- Aqa Mahalleh-ye Bahambar Location within Iran
- Coordinates: 37°27′46″N 49°13′50″E﻿ / ﻿37.46278°N 49.23056°E
- Country: Iran
- Province: Gilan
- County: Sowme'eh Sara
- District: Ziabar
- Rural District: Bahambar

Population (2016)
- • Total: 108
- Time zone: UTC+3:30 (IRST)

= Aqa Mahalleh-ye Bahambar =

Village in Gilan province, Iran

Aqa Mahalleh-ye Bahambar (اقامحله بهمبر) (Note: Also romanized as Āqā Maḩalleh-ye Bahambar) is a village in Bahambar Rural District of Ziabar District in Sowme'eh Sara County, Gilan province, Iran.

==Demographics==
===Population===
At the time of the 2006 National Census, the village's population was 191 in 50 households, when it was in Ziabar Rural District of the Central District.

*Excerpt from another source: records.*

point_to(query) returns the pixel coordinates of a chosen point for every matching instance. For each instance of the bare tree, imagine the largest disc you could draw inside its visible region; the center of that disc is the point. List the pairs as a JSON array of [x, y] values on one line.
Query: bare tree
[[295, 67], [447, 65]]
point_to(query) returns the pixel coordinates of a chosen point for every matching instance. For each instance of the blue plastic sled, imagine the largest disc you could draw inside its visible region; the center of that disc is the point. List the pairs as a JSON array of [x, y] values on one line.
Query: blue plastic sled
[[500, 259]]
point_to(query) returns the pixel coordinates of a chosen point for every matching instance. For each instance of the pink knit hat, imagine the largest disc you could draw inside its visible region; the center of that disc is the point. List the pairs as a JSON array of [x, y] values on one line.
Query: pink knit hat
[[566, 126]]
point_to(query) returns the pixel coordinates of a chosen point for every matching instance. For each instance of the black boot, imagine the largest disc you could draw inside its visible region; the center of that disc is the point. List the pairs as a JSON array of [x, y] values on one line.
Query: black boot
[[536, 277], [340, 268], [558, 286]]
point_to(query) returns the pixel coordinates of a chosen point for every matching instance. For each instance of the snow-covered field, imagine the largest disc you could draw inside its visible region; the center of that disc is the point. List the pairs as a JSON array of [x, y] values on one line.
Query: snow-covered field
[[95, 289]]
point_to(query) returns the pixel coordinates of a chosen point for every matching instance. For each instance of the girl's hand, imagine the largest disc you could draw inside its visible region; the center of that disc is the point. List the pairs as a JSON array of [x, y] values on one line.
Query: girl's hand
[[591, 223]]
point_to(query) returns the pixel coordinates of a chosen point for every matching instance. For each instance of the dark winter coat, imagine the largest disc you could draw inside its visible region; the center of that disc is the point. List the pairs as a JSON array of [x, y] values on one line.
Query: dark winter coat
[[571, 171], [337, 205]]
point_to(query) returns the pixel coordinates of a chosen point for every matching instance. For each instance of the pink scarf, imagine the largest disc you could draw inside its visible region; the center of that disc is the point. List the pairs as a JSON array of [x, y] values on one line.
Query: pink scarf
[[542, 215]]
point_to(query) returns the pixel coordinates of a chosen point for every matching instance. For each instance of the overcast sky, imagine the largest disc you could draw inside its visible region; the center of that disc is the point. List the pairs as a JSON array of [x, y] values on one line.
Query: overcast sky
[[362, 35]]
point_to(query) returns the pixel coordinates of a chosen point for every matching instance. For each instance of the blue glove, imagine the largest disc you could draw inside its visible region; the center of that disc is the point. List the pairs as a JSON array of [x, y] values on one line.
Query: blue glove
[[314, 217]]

The following census in 2011 counted 154 people in 45 households. The 2016 census measured the population of the village as 108 people in 41 households.

After the census, the rural district was separated from the district in the formation of Ziabar District. Aqa Mahalleh-ye Bahambar was transferred to Bahambar Rural District created in the new district.